Unfortunately, none of his colleagues saw fit to give him a reference for that job.

Compare this to the biography of the man who served as President of Reed College when I attended there. Paul Bragdon doesn't have a LinkedIn profile, so this is taken from another source.

Reed’s trustees...were looking for a leader to navigate Reed out of the financial doldrums into which the college had drifted. Inheriting a meager endowment—which had been reduced to about $4.4 million—Bragdon assured a wary faculty he was committed “to improving the resources of the college as a means of sustaining quality and enriching our programs.”

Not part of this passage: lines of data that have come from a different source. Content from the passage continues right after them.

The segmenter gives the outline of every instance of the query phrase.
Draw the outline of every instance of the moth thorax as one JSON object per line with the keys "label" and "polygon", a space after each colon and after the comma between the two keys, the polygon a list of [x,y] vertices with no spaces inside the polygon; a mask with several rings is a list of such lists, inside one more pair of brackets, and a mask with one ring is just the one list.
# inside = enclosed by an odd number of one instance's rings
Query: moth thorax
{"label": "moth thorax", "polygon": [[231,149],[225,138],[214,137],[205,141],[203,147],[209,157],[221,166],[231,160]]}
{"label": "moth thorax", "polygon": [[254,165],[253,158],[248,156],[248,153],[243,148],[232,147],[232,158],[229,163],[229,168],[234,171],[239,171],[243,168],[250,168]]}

Reed, he counseled, should improve fiscal prospects not at the expense of quality but as a result of it. He was true to his words. As annual giving tripled to $2.4 million in four years, eventually reaching $24 million in a single year, frugality gave way to prudent investment in academic expansion, enriched student life, and structural maintenance. Departmental status for Spanish, majors in Asian studies along with art and history, restoration of the senior symposium, new visiting professorships and faculty chairs, enlargement of Hauser Library and establishment of the Douglas F. Cooley Memorial Art Gallery, construction of Vollum College Center and a studio arts building, and pioneering programs in computing and educational technology were all achievements of the Bragdon years.

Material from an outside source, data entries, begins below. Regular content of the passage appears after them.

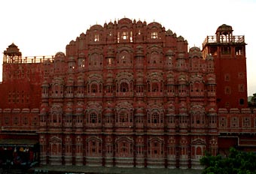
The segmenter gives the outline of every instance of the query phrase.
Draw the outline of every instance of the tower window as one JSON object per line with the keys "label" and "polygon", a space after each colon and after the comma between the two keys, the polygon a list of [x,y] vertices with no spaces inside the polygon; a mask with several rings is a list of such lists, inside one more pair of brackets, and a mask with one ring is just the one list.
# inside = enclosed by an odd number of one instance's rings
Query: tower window
{"label": "tower window", "polygon": [[245,100],[243,98],[239,99],[239,104],[240,105],[244,105],[245,104]]}
{"label": "tower window", "polygon": [[157,32],[151,32],[151,39],[157,38]]}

Bragdon’s “Campaign for Reed” raised $65 million in his final five years—putting Reed’s first capital campaign $20 million over goal—and he left the college with a 16-fold increase in endowment and a $2 million reserve. When he departed, Bragdon had handed diplomas to 40 percent of all Reed graduates.


Fifteen years after leaving Reed, Bragdon served as interim President as crosstown school Lewis & Clark College. (Have I told the joke about Watzek's donations to Reed and Lewis & Clark?) At the time, he made the following observation:

First, any president anywhere should be devoted to saying the same thing to each constituency of the College. The emphasis chosen and the language used might vary based on the interests of the listener, but it should be the same essential message.

Second, the College’s constituents are entitled to some straightforward statements about what the institution is and where it hopes to go—what its problems are, what its strengths are, and the plan for moving forward.

Third, you can assume that one who is or wants to be a college president is an ambitious person. I think we should be looking for someone who will tie that ambition to this institution—someone who understands that personal ambition is achieved by aligning it with institutional interests.

Overall, the president serves an educational role, but not in the classroom. It’s necessary to enlist the support and cooperation of a lot of people to get things done over a long period of time, which means a lot of consultation, a lot of testing of ideas, and a lot of listening.